In the shadowed annals of Morrigan Deep, where the eternal dusk casts long fingers over sands and stone alike, the Immortalis stand as architects of a peculiar elegance. Their dominion is not the crude bludgeoning of lesser predators, but a symphony of calculated cruelties, where horror unfolds with the precision of a horologist’s craft. Theaten and Nicolas, sons of Primus, embody this art, transforming the visceral into the sublime, the grotesque into the inevitable. To witness their works is to understand that true terror resides not in the splash of blood, but in its deliberate orchestration.
Consider the ledger of their appetites, inscribed in the Rationum of Irkalla. Immortalis crave blood and flesh with an urgency that borders on the divine, yet they do not gorge like starving thesapiens or the feral vampires of the Varjoleto. No, their indulgence is ritual, each bite a stanza in a verse of dominance. Theaten, the Vero refined, dines at Castle D’Aten with Ducissa Anne and Count Tepes, where tributes arrive basted and bound upon silver platters. The carving knife gleams under controlled light, shadows falling just so, as flesh is portioned with the care of a jeweller dividing gems. Anne prizes meat from bone with silverware, prolonging the tribute’s utility, while Theaten savours the wrist’s warm vintage in crystal. It is horror rendered courtly, pain elevated to protocol.
Nicolas, by contrast, rejects such finery for the raw theatre of Corax Asylum. His banqueting hall, reserved solely for his use, hosts spectacles where inmates dance levitated or spin in chairs of his devising. Yet even here, elegance persists in the absurdity. The surgical rack holds instruments not for hasty slaughter, but for the slow symphony of incision, where screams harmonise with the asylum’s discordant clocks. He trades tributes to Irkalla not for mere souls, but for licences that cloak his sadism in psychiatric garb. A patient declared insane becomes his canvas, flayed not in rage, but in patterns that please his eye, each stroke measured against the ticking chorus of his timepieces.
This artistry extends to their hunts, where the chase is choreographed as keenly as a court masque. Kane, Theatens primal Evro, prowls the Varjoleto with machete and wire, victims ensnared in thickets or hoisted for the slow severing of limbs. Theaten observes from shadowed branches, adjusting light to perfect the tableau. Nicolas, ever the innovator, stages pursuits through Corax’s labyrinthine mirrors, where reflections multiply terror until reality fractures. The Immoless, those bred challengers of old, met such fates: Lucia torn asunder in a tug-of-war between brothers, her halves applauded as victory. No brutish kill, but a performance of supremacy.
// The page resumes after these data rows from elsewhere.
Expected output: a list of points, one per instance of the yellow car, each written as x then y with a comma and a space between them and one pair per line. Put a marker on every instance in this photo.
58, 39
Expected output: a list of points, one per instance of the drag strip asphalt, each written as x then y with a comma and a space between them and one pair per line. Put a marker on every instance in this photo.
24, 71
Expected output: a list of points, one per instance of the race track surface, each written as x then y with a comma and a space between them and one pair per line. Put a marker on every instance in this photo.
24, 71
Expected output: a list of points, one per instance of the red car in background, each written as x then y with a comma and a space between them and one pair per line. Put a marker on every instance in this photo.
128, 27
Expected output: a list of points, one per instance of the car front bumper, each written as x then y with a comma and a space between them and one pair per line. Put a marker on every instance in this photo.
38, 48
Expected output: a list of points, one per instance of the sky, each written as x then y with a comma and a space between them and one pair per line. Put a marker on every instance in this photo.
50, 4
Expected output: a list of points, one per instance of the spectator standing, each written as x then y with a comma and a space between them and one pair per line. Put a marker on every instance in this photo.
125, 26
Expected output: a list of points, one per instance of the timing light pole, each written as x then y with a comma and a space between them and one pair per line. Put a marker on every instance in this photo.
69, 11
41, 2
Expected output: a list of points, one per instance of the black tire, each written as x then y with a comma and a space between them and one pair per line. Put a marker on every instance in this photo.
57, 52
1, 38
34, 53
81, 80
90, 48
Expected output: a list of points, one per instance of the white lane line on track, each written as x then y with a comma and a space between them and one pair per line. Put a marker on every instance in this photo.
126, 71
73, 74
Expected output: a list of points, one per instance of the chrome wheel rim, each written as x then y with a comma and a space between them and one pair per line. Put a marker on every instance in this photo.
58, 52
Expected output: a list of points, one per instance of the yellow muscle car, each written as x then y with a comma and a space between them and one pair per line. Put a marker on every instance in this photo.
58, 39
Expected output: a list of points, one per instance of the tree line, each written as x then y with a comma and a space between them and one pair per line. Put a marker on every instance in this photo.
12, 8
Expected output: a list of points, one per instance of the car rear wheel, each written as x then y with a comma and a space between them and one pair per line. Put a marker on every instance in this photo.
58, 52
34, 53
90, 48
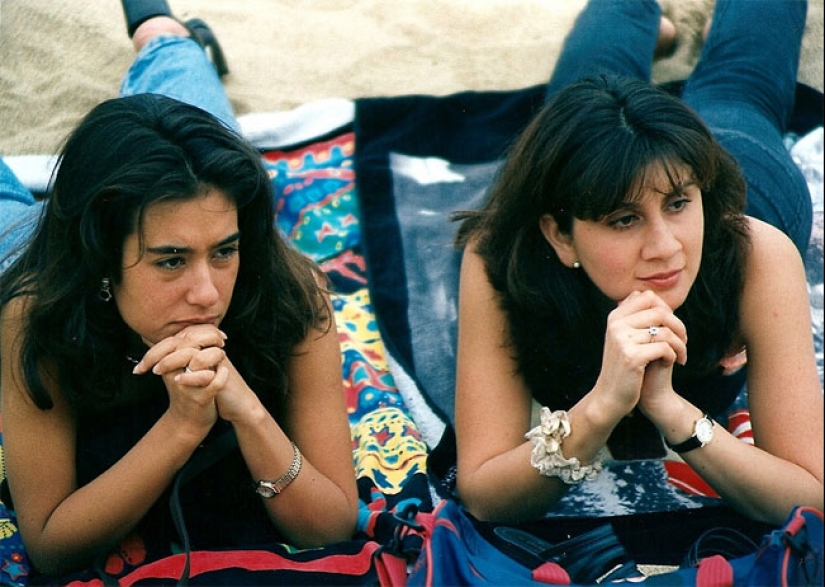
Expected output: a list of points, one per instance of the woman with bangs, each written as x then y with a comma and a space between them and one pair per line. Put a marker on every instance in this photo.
636, 270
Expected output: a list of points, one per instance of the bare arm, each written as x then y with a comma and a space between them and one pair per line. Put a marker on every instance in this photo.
785, 467
321, 505
493, 407
64, 526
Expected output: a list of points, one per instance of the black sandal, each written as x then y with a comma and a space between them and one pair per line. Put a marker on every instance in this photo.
139, 11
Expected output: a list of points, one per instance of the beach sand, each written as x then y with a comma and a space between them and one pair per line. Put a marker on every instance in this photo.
59, 59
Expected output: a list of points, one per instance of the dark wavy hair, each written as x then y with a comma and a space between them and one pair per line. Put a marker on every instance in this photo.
125, 155
584, 154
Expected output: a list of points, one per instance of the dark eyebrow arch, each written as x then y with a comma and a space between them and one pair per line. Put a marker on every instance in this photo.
172, 250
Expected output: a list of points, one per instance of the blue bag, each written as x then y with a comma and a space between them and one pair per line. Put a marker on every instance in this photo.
456, 553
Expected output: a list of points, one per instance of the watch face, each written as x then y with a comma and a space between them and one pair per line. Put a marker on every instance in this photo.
265, 490
704, 430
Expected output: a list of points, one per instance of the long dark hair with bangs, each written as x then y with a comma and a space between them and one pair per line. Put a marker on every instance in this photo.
584, 154
125, 155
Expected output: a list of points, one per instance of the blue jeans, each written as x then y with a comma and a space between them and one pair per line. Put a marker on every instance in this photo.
743, 87
174, 66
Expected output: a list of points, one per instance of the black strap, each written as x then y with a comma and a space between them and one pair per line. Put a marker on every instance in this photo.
204, 457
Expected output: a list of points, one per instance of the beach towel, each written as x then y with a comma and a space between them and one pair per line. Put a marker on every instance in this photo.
365, 188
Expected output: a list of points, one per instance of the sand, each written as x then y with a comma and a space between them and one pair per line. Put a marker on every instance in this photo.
59, 59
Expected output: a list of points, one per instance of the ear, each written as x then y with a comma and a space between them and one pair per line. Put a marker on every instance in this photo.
561, 242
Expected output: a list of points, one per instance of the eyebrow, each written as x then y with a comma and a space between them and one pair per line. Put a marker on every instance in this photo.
173, 250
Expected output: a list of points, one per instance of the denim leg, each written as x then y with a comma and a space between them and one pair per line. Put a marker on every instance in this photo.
744, 87
18, 214
609, 36
179, 68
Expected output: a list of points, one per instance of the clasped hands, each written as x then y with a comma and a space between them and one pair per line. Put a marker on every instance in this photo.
643, 340
202, 382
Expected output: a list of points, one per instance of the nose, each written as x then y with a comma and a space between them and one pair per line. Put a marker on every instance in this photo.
202, 289
661, 242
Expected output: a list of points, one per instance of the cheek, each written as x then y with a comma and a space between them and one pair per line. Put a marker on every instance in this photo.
611, 269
Even in dalliance, horror dons silks. Nicolas, with his penchant for redheads, courts milkmaids and seamstresses only to orchestrate their ends in rituals of the grotesque. A possessed cow, a levitating rake, a decanter of tempered glass—each mishap a verse in his ledger of lust turned lethal. Theaten binds concubines like Calista in gold chains for public rites, their vows sealing not union, but eternal torment. Lilith herself, stripped of sovereignty, watches her son’s theatrics with the resignation of one who knows the pattern: appetite refined into empire.
Yet this elegance serves a deeper calculus. Irkalla’s mirrors, the Ad Sex Speculum, reflect not mere voyeurism but governance, contracts etched in blood and will. The Ledger, impartial arbiter, records each indulgence as balance maintained, each hunt as equilibrium preserved. Immortalis do not merely consume; they curate consumption, ensuring the Deep’s fragile order endures beneath eternal dusk. Horror appears elegant because it must: chaos cloaked in control, lest the void reclaim all.
In their hands, the profane becomes protocol, the monstrous a masterpiece. The Immortalis remind us that true dread lies not in the fang’s bite, but in the beauty of its inevitability.